Conference Talk 19: Fine Tuning LLMs for Function Calling
- Mastering LLMs Course Notes: My notes from the course Mastering LLMs: A Conference For Developers & Data Scientists by Hamel Husain and Dan Becker.
Introduction
- Pawell, from Fireworks AI, discusses fine-tuning LLMs for function calling, covering key decisions, challenges, and solutions.
- Documentation: Using function-calling
- Documentation: Fine-tuning models
- Documentation: Using grammar mode
Understanding Function/Tool Calling
- Definition: Giving LLMs the ability to interact with the external world.
- Use Cases:
- Accessing real-time or unavailable information: E.g., retrieving current stock prices.
- Orchestrating multi-agent systems: LLMs can access and utilize multiple tools to assist users.
Key Decisions in Fine-Tuning for Function Calling
1. Objective Selection:
- Impact: The objective significantly impacts data preparation, training data volume, fine-tuning complexity, and model usage.

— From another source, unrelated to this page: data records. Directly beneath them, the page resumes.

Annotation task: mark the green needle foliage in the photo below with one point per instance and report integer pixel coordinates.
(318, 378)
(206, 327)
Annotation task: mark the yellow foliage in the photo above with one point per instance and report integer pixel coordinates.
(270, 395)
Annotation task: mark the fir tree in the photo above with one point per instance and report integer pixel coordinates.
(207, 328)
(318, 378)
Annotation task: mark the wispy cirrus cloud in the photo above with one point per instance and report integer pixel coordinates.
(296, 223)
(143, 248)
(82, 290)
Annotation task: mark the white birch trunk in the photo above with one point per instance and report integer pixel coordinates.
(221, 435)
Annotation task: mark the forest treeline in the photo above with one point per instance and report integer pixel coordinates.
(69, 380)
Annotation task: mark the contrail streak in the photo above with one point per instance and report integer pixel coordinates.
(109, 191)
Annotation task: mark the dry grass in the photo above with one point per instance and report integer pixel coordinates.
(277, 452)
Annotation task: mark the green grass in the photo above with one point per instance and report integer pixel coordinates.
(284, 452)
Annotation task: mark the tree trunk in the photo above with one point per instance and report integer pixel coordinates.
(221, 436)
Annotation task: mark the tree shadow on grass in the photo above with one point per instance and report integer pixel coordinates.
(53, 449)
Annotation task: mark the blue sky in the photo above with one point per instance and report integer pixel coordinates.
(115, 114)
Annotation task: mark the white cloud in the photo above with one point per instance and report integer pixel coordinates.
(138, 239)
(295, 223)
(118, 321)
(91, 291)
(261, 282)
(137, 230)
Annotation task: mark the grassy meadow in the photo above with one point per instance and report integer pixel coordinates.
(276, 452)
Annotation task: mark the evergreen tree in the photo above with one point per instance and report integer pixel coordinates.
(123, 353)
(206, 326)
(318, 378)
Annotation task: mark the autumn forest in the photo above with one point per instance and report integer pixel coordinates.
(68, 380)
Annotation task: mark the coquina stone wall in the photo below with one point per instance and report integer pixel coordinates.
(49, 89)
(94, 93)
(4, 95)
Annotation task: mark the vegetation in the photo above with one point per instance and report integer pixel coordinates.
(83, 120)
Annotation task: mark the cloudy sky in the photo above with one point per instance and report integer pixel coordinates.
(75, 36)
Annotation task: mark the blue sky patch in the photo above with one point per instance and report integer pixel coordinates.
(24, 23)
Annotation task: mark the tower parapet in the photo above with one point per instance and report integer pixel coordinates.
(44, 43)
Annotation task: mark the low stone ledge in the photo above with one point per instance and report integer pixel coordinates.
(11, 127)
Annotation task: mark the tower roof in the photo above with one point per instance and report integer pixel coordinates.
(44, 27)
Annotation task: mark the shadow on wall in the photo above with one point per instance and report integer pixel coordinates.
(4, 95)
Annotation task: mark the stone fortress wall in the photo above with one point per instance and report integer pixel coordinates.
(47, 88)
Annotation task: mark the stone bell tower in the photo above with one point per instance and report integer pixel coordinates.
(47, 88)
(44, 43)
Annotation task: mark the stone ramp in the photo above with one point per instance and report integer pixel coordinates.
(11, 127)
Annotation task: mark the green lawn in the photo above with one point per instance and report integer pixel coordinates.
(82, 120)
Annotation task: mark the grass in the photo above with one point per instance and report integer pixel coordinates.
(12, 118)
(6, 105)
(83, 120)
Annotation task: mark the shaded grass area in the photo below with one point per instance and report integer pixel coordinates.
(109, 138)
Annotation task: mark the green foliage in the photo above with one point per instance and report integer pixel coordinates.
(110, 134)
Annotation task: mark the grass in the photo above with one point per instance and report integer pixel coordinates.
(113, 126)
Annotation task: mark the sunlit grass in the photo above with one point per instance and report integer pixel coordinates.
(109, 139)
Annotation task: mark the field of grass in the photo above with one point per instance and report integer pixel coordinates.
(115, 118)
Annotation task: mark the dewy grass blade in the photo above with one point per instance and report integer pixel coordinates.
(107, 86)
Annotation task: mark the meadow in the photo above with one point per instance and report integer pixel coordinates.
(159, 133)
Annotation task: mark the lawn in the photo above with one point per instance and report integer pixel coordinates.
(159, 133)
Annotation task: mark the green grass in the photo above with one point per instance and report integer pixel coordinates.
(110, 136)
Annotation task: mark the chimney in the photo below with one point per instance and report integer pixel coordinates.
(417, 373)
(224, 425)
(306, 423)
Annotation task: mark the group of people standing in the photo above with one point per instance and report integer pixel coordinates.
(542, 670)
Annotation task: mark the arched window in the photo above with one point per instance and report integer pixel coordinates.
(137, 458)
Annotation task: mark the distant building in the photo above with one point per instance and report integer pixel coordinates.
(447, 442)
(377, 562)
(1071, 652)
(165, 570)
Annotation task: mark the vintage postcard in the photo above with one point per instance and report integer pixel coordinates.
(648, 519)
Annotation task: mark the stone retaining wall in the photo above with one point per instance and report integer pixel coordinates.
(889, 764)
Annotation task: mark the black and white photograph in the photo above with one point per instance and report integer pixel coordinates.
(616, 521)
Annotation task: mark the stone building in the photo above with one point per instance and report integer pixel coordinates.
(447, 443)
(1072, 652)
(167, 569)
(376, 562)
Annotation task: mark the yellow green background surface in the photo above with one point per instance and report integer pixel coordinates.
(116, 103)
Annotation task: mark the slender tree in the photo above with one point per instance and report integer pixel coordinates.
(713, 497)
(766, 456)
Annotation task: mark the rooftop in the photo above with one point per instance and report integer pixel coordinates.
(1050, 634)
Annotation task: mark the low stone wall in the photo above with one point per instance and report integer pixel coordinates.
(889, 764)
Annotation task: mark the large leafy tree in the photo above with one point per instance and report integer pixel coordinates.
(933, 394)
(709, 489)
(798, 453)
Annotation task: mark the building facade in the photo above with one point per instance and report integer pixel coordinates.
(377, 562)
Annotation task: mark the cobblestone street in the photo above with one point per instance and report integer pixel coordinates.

- Recommendation: Choose the simplest objective that meets the use case requirements.
- Common Objectives:
- Single-Turn Forced Call (Routing Use Case):
- User provides a single instruction.
- Model maps the instruction to one of several pre-defined functions and its parameters.
- Forced Call: The model is constrained to respond with a function call, not natural language.
- Example: User requests the current stock price of Nvidia, the model identifies the appropriate function and its parameters.
User: What is the stock price of Nvidia? Assistant: { "name": "get_stock_price", "arguments": {"ticker": "NVDA"} }
- Parallel Function Calling:
- Similar to single-turn forced call, but the model can call multiple independent functions in parallel.
- Example: Retrieving stock prices for multiple companies simultaneously.
User: What is the stock price of Nvidia and Apple? Assistant: [ { "name": "get_stock_price", "arguments": {"ticker": "NVDA"} }, { "name": "get_stock_price", "arguments": {"ticker": "AAPL"} } ]
- Nested Function Calls:
- Model calls functions sequentially, with the output of one function feeding into the next.
- Example: Retrieving stock prices and then using those prices to generate a plot.
User: Plot the stock price of Nvidia and Apple over the last two weeks Assistant: [ { "name": "get_stock_price", "arguments": {"ticker": "NVDA", "start_time": "2 weeks ago"} }, { "name": "get_stock_price", "arguments": {"ticker": "AAPL", "start_time": "2 weeks ago"} } ] Tool: {"NVDA": [120, 121, …],"AAPL": [192, 190, …]} Assistant: { "name": "plot", "arguments": {"NVDA": [120, 121, …],"AAPL": [192, 190, …]} }
- Implementation:
- User Role: Client interacting with the model.
- Assistant Role: The LLM generating function calls.
- Tool Role: Client-side component that executes function calls and returns results to the model.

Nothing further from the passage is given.